Durant son épiscopat, Mgr. Mutel ordonne 64 prêtres coréens. Il s'occupe de près de son troupeau, qui s'agrandit : entre 4 à 5 000 personnes par an en moyenne ; il visite tour à tour non seulement les chefs-lieux de districts, mais encore les chrétientés secondaires, ou dessertes, qui en dépendent, confessant, prêchant, donnant les sacrements, comme le fait tout missionnaire. Il divise les districts et établit de nouveaux postes autant que faire se peut.
C'est ainsi que de nouveaux postes sont fondés : à Chon-ju, capitale de la province du Chon-la septentrional en 1891, à Pyong-yang, capitale de la province du Pyong-An méridional, en 1895, à Won-ju, ville importante de la province du Kang-won en 1896, à Sa-ri-won, capitale de la province du Hoang-hai, en 1900, etc.

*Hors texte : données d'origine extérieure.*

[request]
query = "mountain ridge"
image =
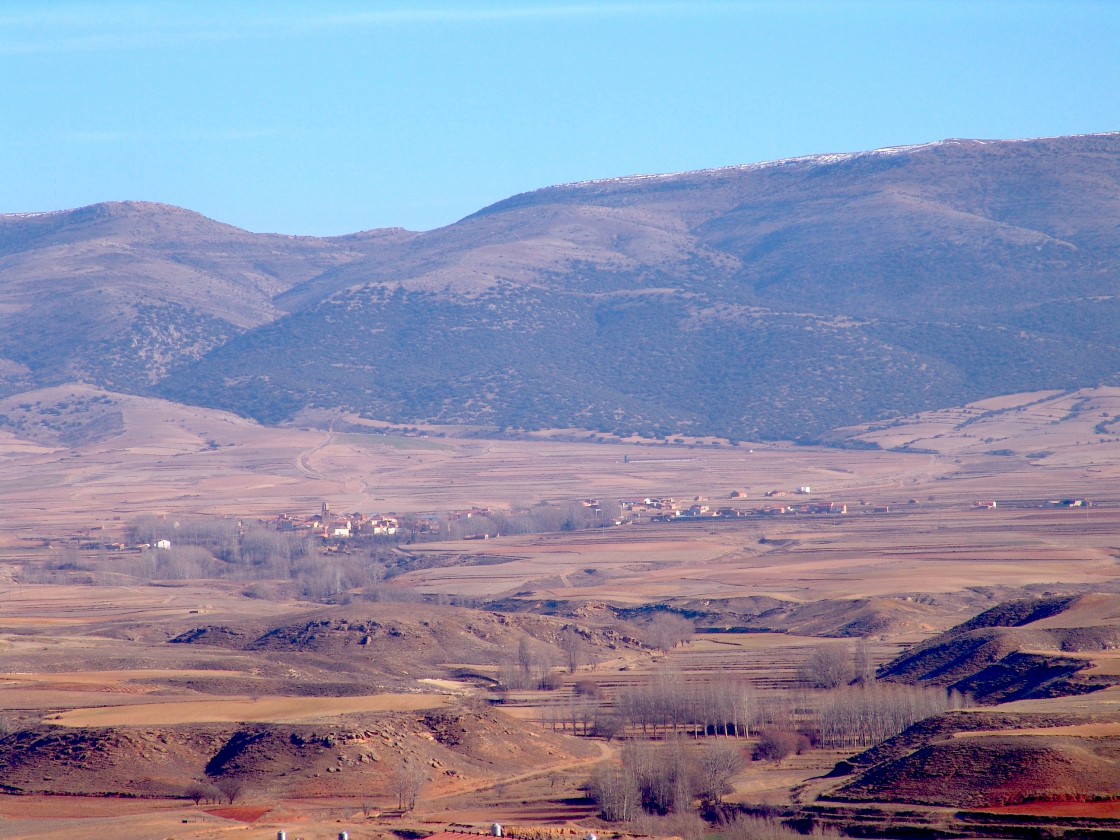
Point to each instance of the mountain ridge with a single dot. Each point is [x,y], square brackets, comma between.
[773,299]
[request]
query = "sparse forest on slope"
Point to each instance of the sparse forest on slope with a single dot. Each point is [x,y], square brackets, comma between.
[771,300]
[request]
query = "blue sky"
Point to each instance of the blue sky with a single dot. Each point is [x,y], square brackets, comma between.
[326,118]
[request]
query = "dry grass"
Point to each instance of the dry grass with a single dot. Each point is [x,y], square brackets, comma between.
[249,710]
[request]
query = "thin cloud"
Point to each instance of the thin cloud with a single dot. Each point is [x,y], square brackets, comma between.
[100,27]
[189,136]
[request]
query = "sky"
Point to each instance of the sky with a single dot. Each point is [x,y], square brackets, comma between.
[327,118]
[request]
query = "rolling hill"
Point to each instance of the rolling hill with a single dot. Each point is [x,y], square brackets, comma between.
[768,300]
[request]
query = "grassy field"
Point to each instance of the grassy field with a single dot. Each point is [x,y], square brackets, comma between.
[96,655]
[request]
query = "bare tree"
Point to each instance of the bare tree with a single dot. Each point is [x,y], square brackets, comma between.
[828,666]
[408,778]
[615,792]
[775,745]
[574,646]
[668,630]
[230,787]
[716,767]
[198,791]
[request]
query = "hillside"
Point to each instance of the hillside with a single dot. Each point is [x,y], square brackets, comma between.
[770,300]
[352,757]
[985,761]
[1020,650]
[140,287]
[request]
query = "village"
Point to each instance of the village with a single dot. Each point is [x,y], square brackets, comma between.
[341,532]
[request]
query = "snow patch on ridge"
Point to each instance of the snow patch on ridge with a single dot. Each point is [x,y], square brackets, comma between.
[826,159]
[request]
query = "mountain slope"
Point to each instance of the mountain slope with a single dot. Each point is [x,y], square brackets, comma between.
[119,294]
[768,300]
[771,300]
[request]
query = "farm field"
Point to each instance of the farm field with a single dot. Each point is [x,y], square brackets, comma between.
[412,664]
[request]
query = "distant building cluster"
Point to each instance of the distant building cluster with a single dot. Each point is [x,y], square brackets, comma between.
[330,525]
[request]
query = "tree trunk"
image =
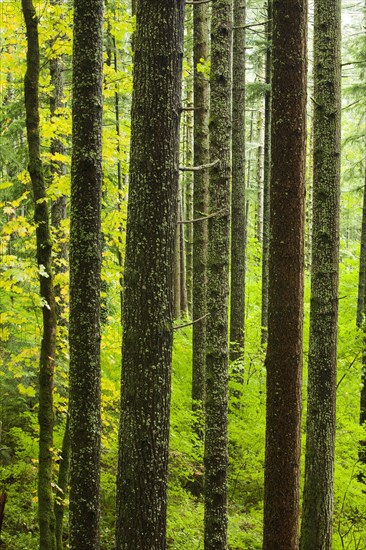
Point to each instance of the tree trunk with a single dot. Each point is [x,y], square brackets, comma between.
[44,259]
[266,175]
[361,302]
[317,518]
[62,486]
[201,15]
[85,264]
[286,273]
[237,284]
[216,452]
[2,508]
[361,312]
[148,305]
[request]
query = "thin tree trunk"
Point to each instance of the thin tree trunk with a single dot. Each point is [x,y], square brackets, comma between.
[182,262]
[237,283]
[188,183]
[62,485]
[85,265]
[44,259]
[361,312]
[286,274]
[148,307]
[216,452]
[318,500]
[200,199]
[259,178]
[266,175]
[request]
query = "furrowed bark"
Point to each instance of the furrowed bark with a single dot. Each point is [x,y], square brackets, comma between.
[237,283]
[201,14]
[216,404]
[317,518]
[46,516]
[148,304]
[286,272]
[85,264]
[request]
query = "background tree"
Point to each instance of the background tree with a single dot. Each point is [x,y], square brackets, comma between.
[148,306]
[317,519]
[85,265]
[216,403]
[286,272]
[44,260]
[238,226]
[201,15]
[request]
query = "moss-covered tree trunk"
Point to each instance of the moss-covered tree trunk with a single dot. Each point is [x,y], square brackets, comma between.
[237,283]
[286,273]
[44,259]
[317,517]
[148,304]
[201,15]
[266,175]
[85,262]
[361,313]
[216,403]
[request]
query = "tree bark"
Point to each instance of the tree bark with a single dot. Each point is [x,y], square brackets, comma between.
[201,16]
[286,273]
[237,283]
[216,404]
[317,518]
[46,516]
[85,263]
[148,305]
[266,175]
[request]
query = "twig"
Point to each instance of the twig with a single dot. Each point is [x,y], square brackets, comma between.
[197,168]
[191,323]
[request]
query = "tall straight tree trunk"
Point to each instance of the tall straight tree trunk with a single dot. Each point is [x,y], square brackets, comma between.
[237,284]
[85,265]
[361,302]
[361,312]
[317,517]
[286,277]
[216,452]
[148,306]
[201,15]
[46,516]
[266,175]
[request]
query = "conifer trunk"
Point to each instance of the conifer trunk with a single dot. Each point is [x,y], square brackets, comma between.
[266,175]
[286,272]
[46,516]
[237,283]
[317,519]
[201,14]
[148,304]
[216,452]
[85,264]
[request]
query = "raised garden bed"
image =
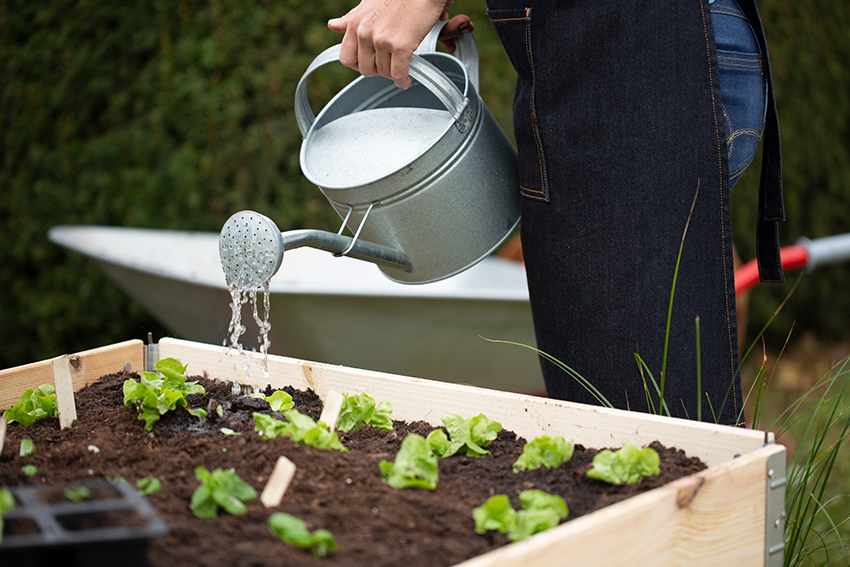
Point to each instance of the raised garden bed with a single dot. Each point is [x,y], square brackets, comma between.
[720,513]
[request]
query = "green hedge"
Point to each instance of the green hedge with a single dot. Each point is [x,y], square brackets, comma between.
[169,114]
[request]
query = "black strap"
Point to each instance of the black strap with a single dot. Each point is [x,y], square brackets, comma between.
[771,205]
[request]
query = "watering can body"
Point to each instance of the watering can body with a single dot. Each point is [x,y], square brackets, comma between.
[426,171]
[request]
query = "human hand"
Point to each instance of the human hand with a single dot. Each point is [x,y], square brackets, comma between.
[381,35]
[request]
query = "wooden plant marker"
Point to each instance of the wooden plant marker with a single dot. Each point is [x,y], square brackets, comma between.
[3,422]
[331,409]
[281,476]
[65,405]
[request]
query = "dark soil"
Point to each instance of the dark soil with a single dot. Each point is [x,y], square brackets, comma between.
[374,524]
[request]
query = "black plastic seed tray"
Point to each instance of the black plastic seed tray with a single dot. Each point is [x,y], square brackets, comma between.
[111,527]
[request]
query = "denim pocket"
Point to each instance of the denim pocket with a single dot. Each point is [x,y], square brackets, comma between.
[742,84]
[513,27]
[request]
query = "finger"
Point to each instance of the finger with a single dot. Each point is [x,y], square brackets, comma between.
[399,72]
[339,25]
[348,50]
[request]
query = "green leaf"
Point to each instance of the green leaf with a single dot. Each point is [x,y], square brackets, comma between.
[77,494]
[544,451]
[294,531]
[467,436]
[496,514]
[27,447]
[148,486]
[415,465]
[154,397]
[7,503]
[34,405]
[438,441]
[362,409]
[300,429]
[220,488]
[280,401]
[540,512]
[628,465]
[269,427]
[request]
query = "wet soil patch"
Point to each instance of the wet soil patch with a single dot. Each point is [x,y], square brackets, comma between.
[375,525]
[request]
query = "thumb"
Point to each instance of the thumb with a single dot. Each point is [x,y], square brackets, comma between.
[339,25]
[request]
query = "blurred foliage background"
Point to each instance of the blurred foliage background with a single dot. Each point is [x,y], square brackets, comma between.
[177,113]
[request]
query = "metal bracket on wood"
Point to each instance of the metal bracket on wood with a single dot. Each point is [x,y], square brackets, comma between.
[151,354]
[774,537]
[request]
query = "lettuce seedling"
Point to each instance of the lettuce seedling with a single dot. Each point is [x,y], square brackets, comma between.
[360,409]
[154,396]
[279,400]
[294,531]
[627,465]
[540,511]
[544,451]
[467,436]
[7,503]
[300,429]
[220,488]
[415,465]
[27,447]
[77,494]
[34,405]
[148,486]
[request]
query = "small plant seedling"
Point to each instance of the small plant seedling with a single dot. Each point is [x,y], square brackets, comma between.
[220,488]
[27,447]
[363,409]
[628,465]
[7,503]
[294,531]
[148,486]
[34,405]
[154,396]
[466,436]
[77,494]
[544,451]
[279,400]
[415,465]
[300,428]
[540,511]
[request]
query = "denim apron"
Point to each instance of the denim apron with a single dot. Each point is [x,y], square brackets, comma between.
[622,145]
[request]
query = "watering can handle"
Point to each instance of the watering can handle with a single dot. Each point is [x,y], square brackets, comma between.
[465,49]
[427,74]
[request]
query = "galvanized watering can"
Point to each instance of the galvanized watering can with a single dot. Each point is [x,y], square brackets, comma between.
[424,178]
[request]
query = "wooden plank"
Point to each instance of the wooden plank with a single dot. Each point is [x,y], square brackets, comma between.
[86,367]
[281,476]
[528,416]
[65,406]
[716,517]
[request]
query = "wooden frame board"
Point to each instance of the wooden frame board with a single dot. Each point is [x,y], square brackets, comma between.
[721,514]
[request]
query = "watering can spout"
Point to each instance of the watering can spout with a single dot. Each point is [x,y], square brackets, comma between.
[251,249]
[340,245]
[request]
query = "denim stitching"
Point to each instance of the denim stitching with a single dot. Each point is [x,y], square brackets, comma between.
[722,224]
[728,11]
[543,193]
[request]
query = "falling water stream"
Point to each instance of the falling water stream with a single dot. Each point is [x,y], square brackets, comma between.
[239,296]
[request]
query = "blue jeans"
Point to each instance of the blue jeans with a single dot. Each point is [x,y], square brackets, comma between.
[742,84]
[618,120]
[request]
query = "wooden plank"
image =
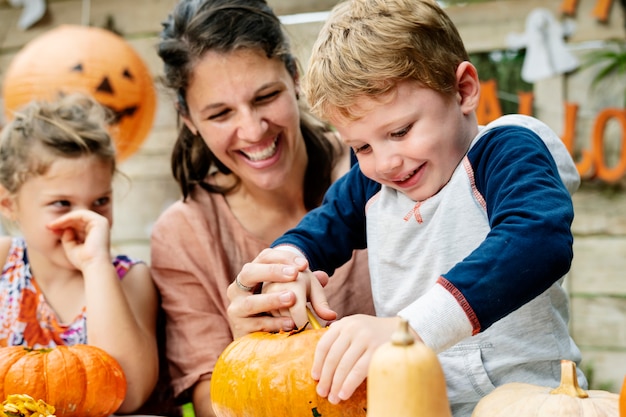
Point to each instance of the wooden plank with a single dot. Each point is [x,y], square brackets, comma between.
[599,322]
[598,266]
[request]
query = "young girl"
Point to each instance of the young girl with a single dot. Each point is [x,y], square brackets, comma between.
[57,163]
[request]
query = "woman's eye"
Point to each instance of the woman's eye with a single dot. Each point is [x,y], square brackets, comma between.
[218,115]
[402,132]
[267,97]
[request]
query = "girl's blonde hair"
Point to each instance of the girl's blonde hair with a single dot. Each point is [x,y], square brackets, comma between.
[367,46]
[72,126]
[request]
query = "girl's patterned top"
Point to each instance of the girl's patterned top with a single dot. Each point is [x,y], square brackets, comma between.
[26,319]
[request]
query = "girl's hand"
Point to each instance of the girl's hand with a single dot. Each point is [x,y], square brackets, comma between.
[343,354]
[85,236]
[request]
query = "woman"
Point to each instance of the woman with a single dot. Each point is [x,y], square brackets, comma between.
[250,164]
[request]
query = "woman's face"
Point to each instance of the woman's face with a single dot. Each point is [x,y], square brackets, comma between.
[244,106]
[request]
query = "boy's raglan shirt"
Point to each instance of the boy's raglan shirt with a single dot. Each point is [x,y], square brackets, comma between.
[494,238]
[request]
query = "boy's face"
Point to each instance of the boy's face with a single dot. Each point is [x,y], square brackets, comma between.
[412,140]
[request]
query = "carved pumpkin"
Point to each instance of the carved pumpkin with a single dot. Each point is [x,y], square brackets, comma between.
[79,381]
[269,374]
[405,379]
[91,60]
[568,399]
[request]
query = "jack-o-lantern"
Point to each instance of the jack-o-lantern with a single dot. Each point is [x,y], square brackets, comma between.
[91,60]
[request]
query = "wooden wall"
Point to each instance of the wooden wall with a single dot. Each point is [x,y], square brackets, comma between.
[596,281]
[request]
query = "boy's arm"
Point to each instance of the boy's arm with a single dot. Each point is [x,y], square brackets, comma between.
[528,248]
[327,235]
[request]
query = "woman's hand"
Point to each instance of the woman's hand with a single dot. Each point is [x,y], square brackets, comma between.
[249,312]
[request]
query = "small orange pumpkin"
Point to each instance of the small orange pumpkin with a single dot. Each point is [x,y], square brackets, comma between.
[79,380]
[269,374]
[568,399]
[91,60]
[622,400]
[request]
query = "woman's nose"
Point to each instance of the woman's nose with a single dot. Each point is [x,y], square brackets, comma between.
[252,125]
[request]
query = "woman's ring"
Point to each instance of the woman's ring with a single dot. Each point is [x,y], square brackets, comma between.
[243,287]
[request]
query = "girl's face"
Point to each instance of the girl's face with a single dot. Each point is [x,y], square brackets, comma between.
[70,184]
[244,106]
[412,141]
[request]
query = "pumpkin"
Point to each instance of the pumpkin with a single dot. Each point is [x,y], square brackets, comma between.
[528,400]
[73,58]
[79,380]
[269,374]
[405,379]
[622,400]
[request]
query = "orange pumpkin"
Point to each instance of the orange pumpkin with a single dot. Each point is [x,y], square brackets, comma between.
[90,60]
[622,400]
[269,374]
[79,381]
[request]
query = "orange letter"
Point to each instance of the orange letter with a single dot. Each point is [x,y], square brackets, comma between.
[603,172]
[585,166]
[601,11]
[488,104]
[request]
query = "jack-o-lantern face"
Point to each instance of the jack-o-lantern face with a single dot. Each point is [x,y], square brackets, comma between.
[90,60]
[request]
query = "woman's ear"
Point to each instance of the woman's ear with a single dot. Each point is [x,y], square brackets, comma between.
[468,87]
[7,204]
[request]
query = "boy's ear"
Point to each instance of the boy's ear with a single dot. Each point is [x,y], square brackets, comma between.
[468,86]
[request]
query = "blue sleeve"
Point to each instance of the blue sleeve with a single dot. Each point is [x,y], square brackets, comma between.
[530,212]
[330,233]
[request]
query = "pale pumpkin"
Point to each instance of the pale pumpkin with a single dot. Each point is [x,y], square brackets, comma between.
[405,379]
[528,400]
[79,380]
[269,374]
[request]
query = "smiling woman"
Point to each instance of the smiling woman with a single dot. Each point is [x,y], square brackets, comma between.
[250,162]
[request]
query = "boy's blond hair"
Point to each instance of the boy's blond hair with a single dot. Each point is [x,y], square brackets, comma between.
[367,46]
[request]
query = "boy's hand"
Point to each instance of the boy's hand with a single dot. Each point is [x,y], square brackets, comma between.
[85,236]
[344,352]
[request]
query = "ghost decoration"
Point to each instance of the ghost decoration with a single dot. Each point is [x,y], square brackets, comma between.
[91,60]
[33,11]
[546,51]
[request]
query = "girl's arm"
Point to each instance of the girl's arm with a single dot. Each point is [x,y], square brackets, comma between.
[121,314]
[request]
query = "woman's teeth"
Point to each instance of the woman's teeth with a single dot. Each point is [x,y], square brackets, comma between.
[262,154]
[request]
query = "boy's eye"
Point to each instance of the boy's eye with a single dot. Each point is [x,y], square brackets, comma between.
[361,149]
[402,132]
[102,201]
[61,203]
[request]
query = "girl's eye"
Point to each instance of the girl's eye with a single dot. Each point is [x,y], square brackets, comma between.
[402,132]
[102,201]
[361,149]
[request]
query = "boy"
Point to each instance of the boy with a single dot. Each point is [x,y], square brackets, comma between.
[467,227]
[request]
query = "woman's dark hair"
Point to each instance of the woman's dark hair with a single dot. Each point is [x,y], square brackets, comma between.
[197,26]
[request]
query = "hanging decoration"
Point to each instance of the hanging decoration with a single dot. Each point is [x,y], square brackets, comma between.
[546,52]
[72,58]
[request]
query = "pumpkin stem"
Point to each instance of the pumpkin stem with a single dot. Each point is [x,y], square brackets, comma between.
[401,336]
[314,323]
[569,381]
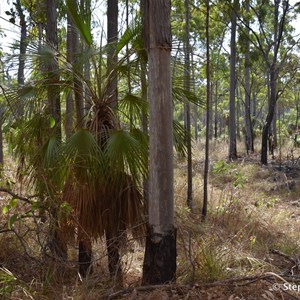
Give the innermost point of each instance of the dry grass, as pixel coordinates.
(252, 211)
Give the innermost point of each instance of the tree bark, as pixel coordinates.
(160, 253)
(112, 59)
(53, 75)
(23, 47)
(248, 122)
(85, 257)
(187, 75)
(208, 108)
(232, 114)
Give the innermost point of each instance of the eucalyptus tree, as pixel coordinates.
(232, 101)
(160, 253)
(248, 122)
(208, 97)
(187, 109)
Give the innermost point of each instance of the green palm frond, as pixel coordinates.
(127, 154)
(132, 105)
(82, 156)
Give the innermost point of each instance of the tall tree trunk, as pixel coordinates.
(53, 76)
(160, 253)
(112, 59)
(187, 109)
(85, 256)
(248, 122)
(272, 104)
(232, 114)
(57, 245)
(273, 70)
(86, 7)
(238, 113)
(112, 240)
(2, 107)
(208, 108)
(23, 47)
(145, 125)
(70, 58)
(216, 109)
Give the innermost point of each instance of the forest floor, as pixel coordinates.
(248, 247)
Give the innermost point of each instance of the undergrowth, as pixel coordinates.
(251, 219)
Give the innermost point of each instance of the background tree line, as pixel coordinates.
(92, 118)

Cependant, il fonde aussi des postes dans les campagnes, non seulement dans des bourgades, mais encore dans des "trous perdus" comme :
- Mi-ri-nai, en 1896 où se trouvent les tombeaux de Mgr. Ferréol et du P. André Kim, premier prêtre coréen, et futur bienheureux, puis saint,
-Ha-ou-hyen, au sud de Séoul en 1900,
- Haing-ju, au nord-ouest de Séoul, en 1905, etc….
En conséquence, lors de l'annexion de la Corée par le Japon en 1910, il y a dans le pays 69 postes missionnaires, dont certains ont leur église et leur presbytère solidement construits, et 73.000 chrétiens ; en comparaison, lors de son arrivée comme vicaire apostolique en 1891, il n'y avait guère de poste établi et pas plus de 20.000 chrétiens en tout. En 1891, il n'y avait aucun prêtre coréen, mais il y en a 15 en 1910.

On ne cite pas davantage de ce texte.